Monday, July 10, 2006

Roy: Hearing voices

When I was in medical school I recall seeing an unkempt-looking fellow standing on the sidewalk, talking to himself and spinning round and round. People walking past were giving him a wide berth. I stood near him and said, "Excuse me." At that utterance, he immediately stopped spinning and began walking down the street as if he were a skipping record and I just nudged the needle (hmm... do people even get this analogy in the CD-era... I'm feeling old).

As an aside, this symptom of spinning is an interesting phenomenon that has often been mentioned in older schizophrenia literature [PubMed]. What I find interesting is that the spinning is usually in the same direction (counter-clockwise), often attributed to asymmetrical changes in dopamine physiology.
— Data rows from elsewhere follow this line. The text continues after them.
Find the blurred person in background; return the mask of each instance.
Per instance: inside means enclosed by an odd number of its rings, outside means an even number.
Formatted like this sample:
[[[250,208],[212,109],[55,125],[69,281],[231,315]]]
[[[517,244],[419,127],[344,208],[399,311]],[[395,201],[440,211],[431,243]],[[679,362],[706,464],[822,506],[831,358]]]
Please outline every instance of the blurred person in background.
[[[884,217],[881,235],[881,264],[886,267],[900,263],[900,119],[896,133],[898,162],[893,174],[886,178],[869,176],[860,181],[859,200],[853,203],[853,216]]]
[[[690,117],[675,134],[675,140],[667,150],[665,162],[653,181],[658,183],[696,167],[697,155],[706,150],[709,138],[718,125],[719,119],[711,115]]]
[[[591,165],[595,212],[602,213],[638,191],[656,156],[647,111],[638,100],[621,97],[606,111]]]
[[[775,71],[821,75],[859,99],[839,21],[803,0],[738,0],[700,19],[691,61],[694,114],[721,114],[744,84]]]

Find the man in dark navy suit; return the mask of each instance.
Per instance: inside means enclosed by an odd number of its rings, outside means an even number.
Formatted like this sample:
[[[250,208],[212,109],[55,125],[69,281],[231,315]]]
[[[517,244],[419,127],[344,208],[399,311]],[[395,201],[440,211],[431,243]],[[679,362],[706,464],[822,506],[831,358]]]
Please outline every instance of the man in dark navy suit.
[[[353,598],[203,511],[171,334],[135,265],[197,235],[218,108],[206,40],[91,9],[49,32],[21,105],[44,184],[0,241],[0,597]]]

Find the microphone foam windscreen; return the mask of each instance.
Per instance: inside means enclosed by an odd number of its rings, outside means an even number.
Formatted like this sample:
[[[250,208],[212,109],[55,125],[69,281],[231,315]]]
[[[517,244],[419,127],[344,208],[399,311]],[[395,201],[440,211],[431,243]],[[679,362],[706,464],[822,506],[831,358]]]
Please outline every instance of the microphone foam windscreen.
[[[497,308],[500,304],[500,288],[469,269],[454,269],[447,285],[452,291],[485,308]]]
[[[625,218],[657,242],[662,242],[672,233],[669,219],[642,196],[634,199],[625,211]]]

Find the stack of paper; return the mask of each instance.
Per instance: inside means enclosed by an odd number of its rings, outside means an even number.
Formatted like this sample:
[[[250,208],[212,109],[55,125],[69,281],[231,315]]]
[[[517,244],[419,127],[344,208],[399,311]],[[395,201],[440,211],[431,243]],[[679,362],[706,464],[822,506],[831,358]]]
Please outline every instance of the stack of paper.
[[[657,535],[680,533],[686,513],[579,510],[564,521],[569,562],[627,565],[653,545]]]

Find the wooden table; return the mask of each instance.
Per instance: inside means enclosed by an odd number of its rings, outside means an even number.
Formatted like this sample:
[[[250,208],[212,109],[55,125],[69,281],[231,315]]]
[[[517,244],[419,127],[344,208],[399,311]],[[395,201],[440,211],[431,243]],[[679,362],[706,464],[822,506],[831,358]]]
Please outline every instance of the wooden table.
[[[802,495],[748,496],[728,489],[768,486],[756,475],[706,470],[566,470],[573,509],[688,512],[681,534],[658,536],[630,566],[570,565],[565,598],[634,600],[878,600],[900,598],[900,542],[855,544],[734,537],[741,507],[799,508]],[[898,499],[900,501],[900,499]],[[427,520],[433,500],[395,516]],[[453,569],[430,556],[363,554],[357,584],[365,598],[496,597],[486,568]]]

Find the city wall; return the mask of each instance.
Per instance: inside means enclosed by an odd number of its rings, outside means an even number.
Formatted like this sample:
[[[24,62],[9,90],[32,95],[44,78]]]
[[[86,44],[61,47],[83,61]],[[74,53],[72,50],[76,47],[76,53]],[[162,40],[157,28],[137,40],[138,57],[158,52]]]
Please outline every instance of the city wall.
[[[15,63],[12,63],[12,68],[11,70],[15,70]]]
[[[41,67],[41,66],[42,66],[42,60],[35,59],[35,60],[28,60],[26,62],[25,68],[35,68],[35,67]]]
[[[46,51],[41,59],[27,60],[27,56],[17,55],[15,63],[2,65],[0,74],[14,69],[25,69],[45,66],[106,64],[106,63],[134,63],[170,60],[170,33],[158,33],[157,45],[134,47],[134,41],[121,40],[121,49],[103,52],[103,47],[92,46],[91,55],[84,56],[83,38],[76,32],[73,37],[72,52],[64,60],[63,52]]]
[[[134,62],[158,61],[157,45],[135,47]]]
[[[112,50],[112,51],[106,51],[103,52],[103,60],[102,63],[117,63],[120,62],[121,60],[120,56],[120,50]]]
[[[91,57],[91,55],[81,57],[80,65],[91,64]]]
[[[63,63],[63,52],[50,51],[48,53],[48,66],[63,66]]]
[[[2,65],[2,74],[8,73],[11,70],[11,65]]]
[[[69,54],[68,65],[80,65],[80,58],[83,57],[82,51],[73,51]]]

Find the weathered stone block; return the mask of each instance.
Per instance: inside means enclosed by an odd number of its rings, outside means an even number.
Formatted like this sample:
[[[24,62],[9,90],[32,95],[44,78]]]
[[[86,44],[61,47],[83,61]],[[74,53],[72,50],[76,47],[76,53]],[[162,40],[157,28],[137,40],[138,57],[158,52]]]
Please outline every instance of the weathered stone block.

Hmm... wonder if it is clockwise in the Southern hemisphere.

So anyway, it was one of those brief, random interactions that you don't forget... never having an explanation to fully understand it so that it can be neatly categorized and put away.

I was at the ocean this past week and had several experiences of seeing folks standing or walking on the boardwalk, talking to themselves. At times, they seemed to be gazing in my direction, prompting an "Excuse me?" as I wondered what they were asking of me. After getting no response, I realized they were plugged in to a Bluetooth headset, chatting away on their phones, oblivious to the world around them.
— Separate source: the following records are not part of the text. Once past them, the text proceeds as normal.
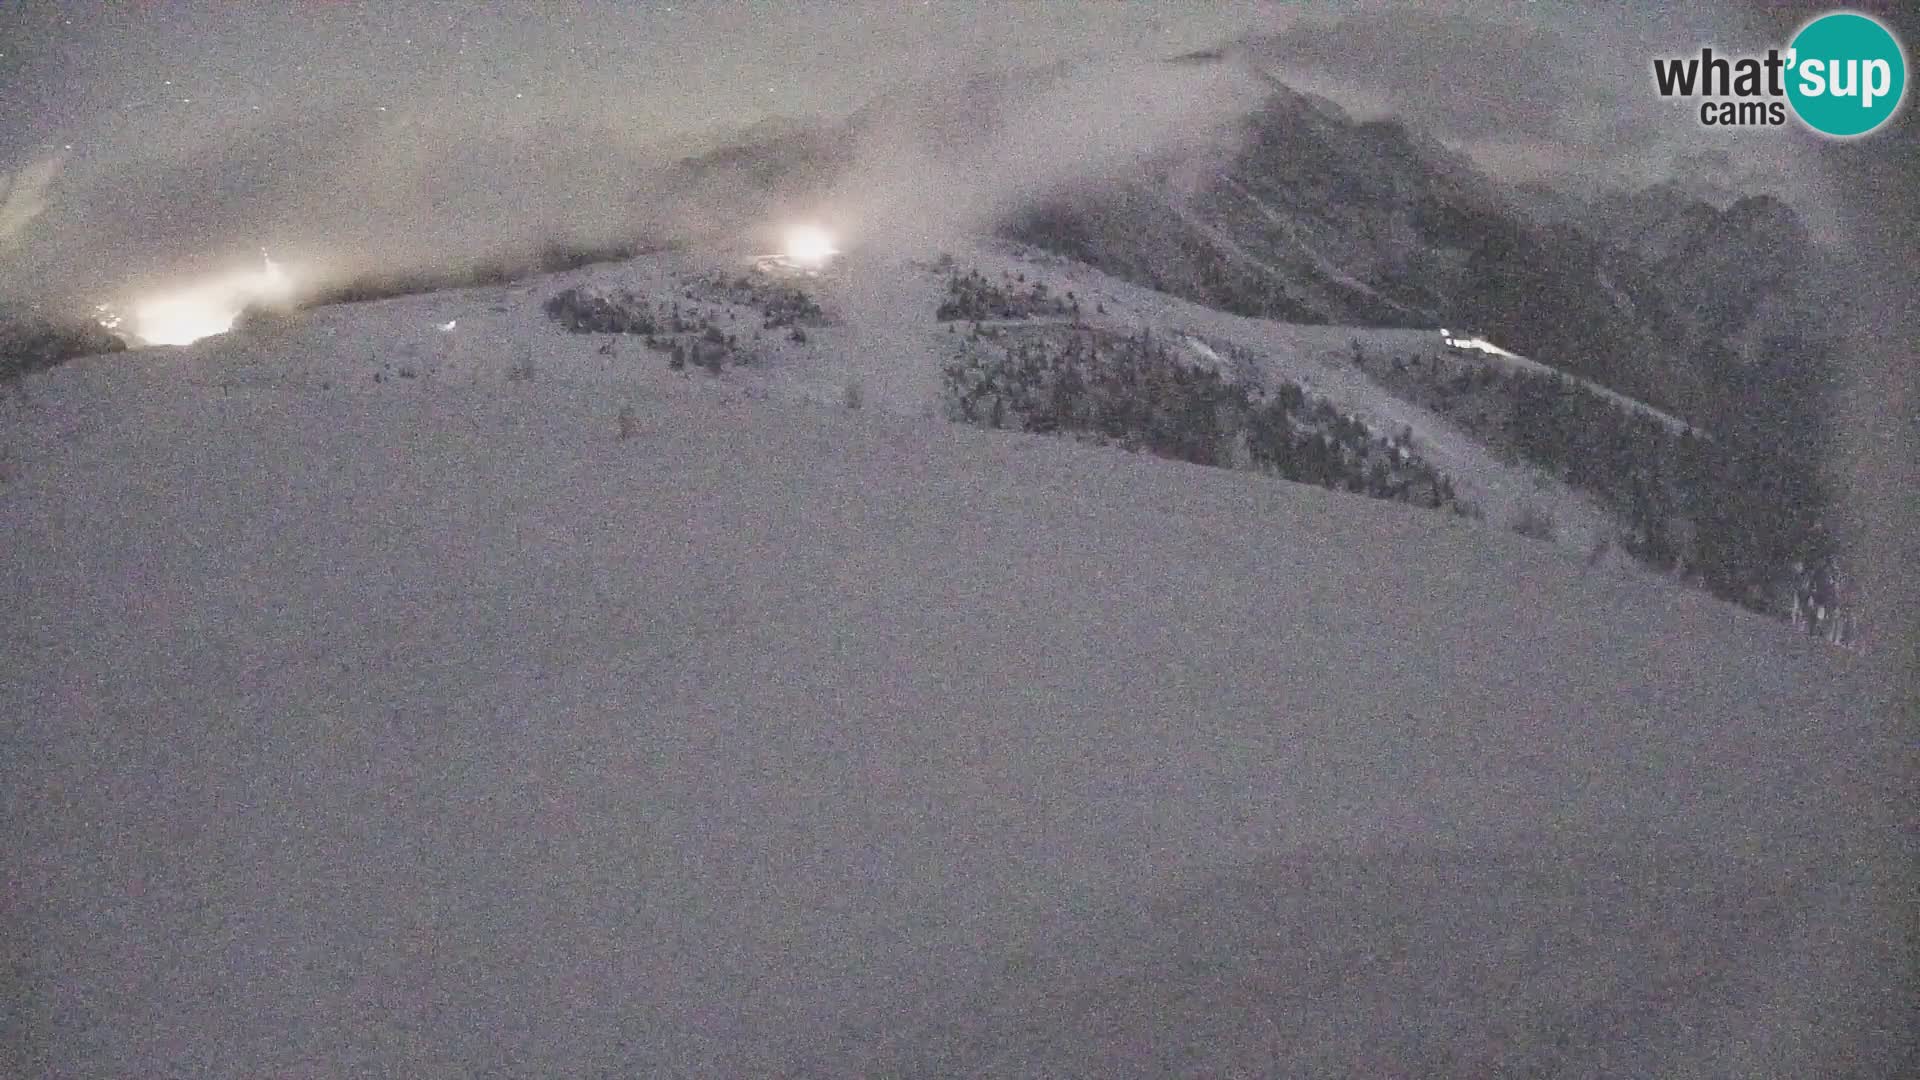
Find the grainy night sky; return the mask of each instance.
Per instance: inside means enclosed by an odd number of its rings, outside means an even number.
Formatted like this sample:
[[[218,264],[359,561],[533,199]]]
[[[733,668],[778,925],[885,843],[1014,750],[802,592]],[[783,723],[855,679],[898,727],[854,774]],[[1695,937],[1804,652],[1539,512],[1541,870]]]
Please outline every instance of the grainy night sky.
[[[1829,224],[1807,140],[1703,138],[1645,85],[1651,50],[1763,46],[1796,16],[1663,7],[12,0],[0,167],[60,171],[11,276],[99,288],[109,257],[124,273],[315,232],[457,246],[451,219],[591,219],[608,177],[564,157],[589,133],[617,175],[621,147],[845,114],[906,80],[1066,60],[1120,87],[1251,37],[1301,86],[1503,175],[1770,189]]]

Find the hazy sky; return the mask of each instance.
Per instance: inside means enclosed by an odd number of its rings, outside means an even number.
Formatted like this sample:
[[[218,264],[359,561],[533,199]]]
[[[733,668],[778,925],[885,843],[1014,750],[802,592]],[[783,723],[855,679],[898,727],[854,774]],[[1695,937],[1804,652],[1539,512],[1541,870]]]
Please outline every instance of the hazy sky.
[[[166,138],[256,111],[433,101],[564,107],[674,131],[847,111],[941,68],[1155,55],[1263,22],[1257,3],[245,3],[9,0],[0,146]]]
[[[592,232],[650,141],[1061,60],[1146,100],[1164,89],[1140,82],[1147,61],[1249,37],[1303,88],[1510,178],[1679,176],[1834,220],[1817,140],[1704,131],[1649,89],[1654,52],[1764,48],[1813,9],[1670,7],[0,0],[0,171],[60,164],[12,273],[98,286],[110,260],[196,247],[364,234],[433,252],[536,218]]]

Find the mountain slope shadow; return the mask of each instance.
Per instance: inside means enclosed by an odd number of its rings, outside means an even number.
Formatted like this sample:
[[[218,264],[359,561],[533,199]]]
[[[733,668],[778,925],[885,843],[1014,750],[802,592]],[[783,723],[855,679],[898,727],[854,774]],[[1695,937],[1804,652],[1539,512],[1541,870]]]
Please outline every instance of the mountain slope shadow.
[[[1068,920],[862,1071],[1897,1075],[1894,980],[1884,1026],[1836,1025],[1848,977],[1806,959],[1858,923],[1808,865],[1652,832],[1296,849]]]

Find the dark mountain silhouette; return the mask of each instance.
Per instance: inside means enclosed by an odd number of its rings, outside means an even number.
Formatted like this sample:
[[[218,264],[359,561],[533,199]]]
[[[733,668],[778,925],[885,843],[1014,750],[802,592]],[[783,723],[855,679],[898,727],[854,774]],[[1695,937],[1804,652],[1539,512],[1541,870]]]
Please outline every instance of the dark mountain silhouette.
[[[1702,482],[1732,545],[1715,571],[1726,595],[1764,604],[1787,568],[1824,565],[1832,305],[1827,256],[1791,207],[1765,195],[1715,206],[1679,185],[1597,198],[1520,188],[1405,123],[1286,86],[1252,52],[1170,66],[1236,64],[1259,94],[1214,117],[1218,130],[1023,191],[1000,232],[1239,314],[1488,336],[1709,433],[1716,464]],[[875,145],[991,173],[997,141],[1065,77],[910,88],[844,125],[688,159],[680,179],[727,192],[750,219],[857,190],[849,172]]]
[[[1251,53],[1169,61],[1232,64],[1264,97],[1209,133],[1224,151],[1181,146],[1024,193],[1001,231],[1240,314],[1472,328],[1709,430],[1737,418],[1756,377],[1824,347],[1807,284],[1824,256],[1776,198],[1716,208],[1679,185],[1595,199],[1521,188],[1400,121],[1291,89]],[[707,220],[750,220],[857,186],[875,145],[967,161],[1064,77],[904,88],[841,124],[789,122],[687,158],[662,191]]]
It's funny (funny strange, not funny ha-ha, as Gilligan would say). If I saw the headset, then I did not get confused... I immediately realized they were chatting to someone else and didn't give it a second thought. But when the headset was in the ear I could not see, it caused an ambiguous moment, not knowing if they were talking to an unknown person, maybe hallucinating. It's funny how our (not just psychiatrists, but all of us) brains are wired to notice odd or unexplained behavior, while instinctively filtering out things which fit neatly into our "normal" or "expected" categories of behavior.
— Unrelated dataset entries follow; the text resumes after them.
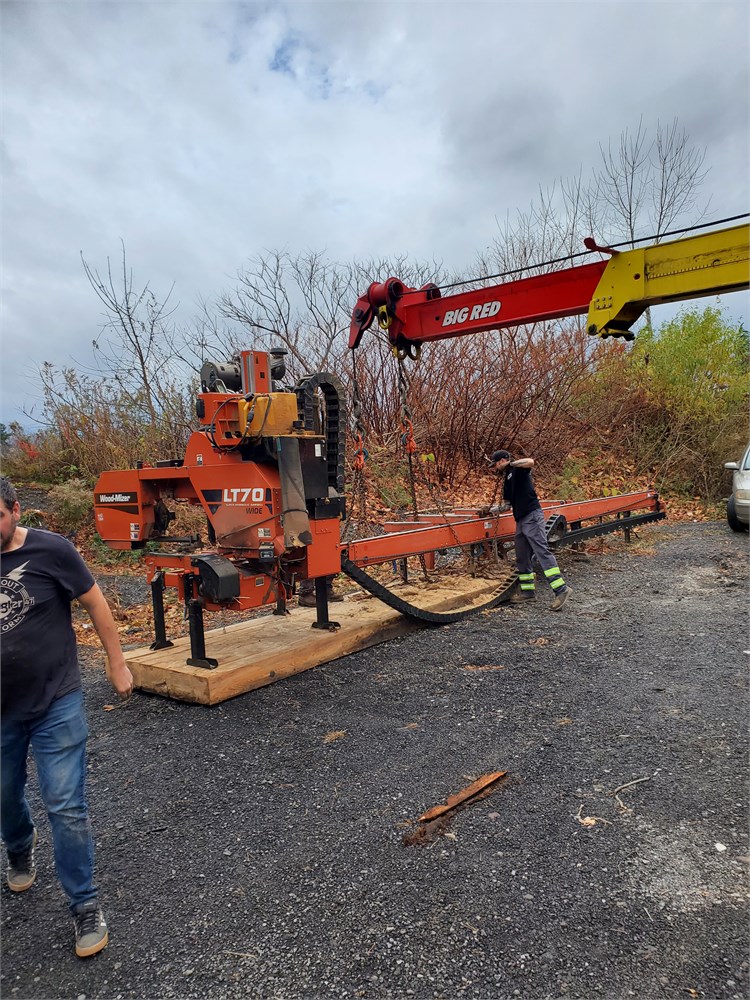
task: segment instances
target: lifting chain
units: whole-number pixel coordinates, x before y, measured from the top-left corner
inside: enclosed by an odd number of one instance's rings
[[[352,355],[352,376],[351,432],[355,445],[353,465],[355,472],[362,472],[365,462],[370,456],[367,448],[365,448],[365,425],[362,423],[362,400],[359,396],[356,355]]]
[[[404,359],[398,359],[398,394],[401,401],[401,444],[404,446],[406,457],[409,462],[409,487],[413,505],[414,517],[417,517],[417,491],[414,482],[414,460],[413,455],[417,450],[417,443],[414,440],[414,415],[409,406],[409,381],[404,371]]]
[[[417,450],[417,442],[414,440],[414,419],[409,406],[409,381],[404,370],[404,358],[396,355],[398,360],[398,392],[401,399],[401,443],[406,452],[406,460],[409,463],[409,489],[411,492],[412,512],[414,520],[419,520],[419,505],[417,504],[417,487],[414,481],[414,454]],[[424,554],[419,554],[419,565],[422,569],[422,576],[428,580],[427,562]]]
[[[409,399],[408,399],[409,382],[406,376],[406,372],[404,370],[405,368],[404,361],[406,359],[405,356],[402,356],[397,352],[394,353],[396,353],[396,357],[398,359],[398,387],[399,387],[399,396],[401,399],[401,443],[404,447],[404,451],[406,452],[406,457],[409,463],[409,485],[411,489],[414,520],[416,521],[419,519],[419,512],[417,508],[417,490],[416,490],[414,464],[412,457],[417,450],[417,443],[414,439],[414,416],[409,406]],[[461,545],[458,535],[456,534],[455,529],[453,529],[452,527],[450,518],[448,517],[448,512],[445,509],[445,504],[442,498],[440,497],[439,492],[436,491],[434,484],[432,484],[426,476],[423,477],[423,480],[424,480],[424,485],[427,487],[427,490],[430,493],[430,496],[435,501],[435,505],[439,513],[445,519],[446,526],[450,529],[451,534],[453,535],[456,541],[456,546],[458,548],[463,548],[464,546]],[[497,481],[495,482],[495,489],[492,494],[492,500],[490,501],[490,506],[492,506],[492,504],[494,504],[495,502],[495,497],[497,495],[497,491],[501,482],[502,478],[498,476]],[[493,549],[494,549],[495,559],[498,560],[500,558],[500,553],[497,549],[497,546],[494,545]],[[423,555],[420,555],[419,561],[425,579],[427,579],[427,567]],[[476,576],[477,557],[476,553],[473,551],[473,547],[472,551],[469,553],[469,563],[472,569],[472,575]]]
[[[406,377],[406,371],[404,370],[404,360],[400,354],[396,353],[396,358],[398,360],[398,394],[401,401],[401,444],[404,446],[404,451],[409,459],[409,477],[411,479],[411,493],[412,499],[414,501],[414,516],[417,514],[417,499],[414,490],[414,472],[412,470],[412,459],[411,456],[416,453],[417,442],[414,440],[414,415],[411,412],[411,407],[409,406],[409,380]]]
[[[495,488],[492,491],[492,499],[490,500],[489,504],[487,504],[488,507],[494,507],[495,506],[495,500],[497,500],[498,491],[501,489],[501,487],[504,484],[504,482],[505,482],[504,477],[501,476],[501,475],[498,475],[496,473],[495,474]]]
[[[364,528],[367,523],[367,490],[365,486],[365,462],[370,457],[365,448],[365,425],[362,423],[362,400],[359,393],[359,379],[357,376],[357,355],[352,352],[352,410],[350,432],[354,438],[354,457],[352,465],[354,475],[352,477],[352,507],[356,505],[358,518],[353,517],[354,511],[349,512],[344,529],[344,540],[349,541],[354,527],[359,522],[359,527]]]

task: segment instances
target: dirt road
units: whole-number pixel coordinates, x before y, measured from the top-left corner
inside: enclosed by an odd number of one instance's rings
[[[214,708],[105,711],[92,659],[111,943],[75,958],[40,818],[3,997],[746,997],[747,538],[562,560],[560,615],[544,594]]]

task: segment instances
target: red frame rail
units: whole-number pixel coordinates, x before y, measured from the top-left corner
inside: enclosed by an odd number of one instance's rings
[[[664,505],[658,493],[644,490],[579,502],[547,500],[542,502],[542,510],[548,518],[561,514],[568,525],[578,525],[636,510],[663,511]],[[437,549],[511,541],[516,522],[512,514],[479,518],[475,511],[459,509],[446,514],[419,514],[416,521],[388,521],[383,527],[385,535],[343,544],[342,552],[357,566],[373,566]]]

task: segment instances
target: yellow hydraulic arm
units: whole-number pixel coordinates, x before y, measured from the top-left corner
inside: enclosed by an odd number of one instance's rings
[[[671,243],[611,253],[588,313],[588,332],[621,337],[649,307],[750,287],[750,226],[732,226]],[[630,339],[630,338],[628,338]]]

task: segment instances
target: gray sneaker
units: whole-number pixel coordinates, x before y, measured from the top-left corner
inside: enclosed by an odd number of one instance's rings
[[[102,951],[109,943],[107,922],[102,908],[95,899],[79,903],[73,911],[76,929],[76,955],[88,958]]]
[[[559,611],[572,593],[573,588],[568,585],[564,586],[561,590],[558,590],[555,594],[554,601],[550,604],[550,610]]]
[[[26,892],[34,884],[36,865],[34,864],[34,848],[36,847],[36,827],[31,838],[31,844],[25,851],[11,854],[8,851],[8,888],[11,892]]]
As the world becomes more wired (weird?), I wonder that our expectations about human behavior will change. Having a one-sided conversation no longer seems so clearly psychotic. The idea of a transmitter implanted into one's tooth no longer seems so clearly delusional. I still see people with schizophrenia having paranoid delusions, but I note that I more often discount their concerns that there are cameras watching them (there are) or that their email is being monitored (it is). The technology reshaping the world will turn us all on its ear.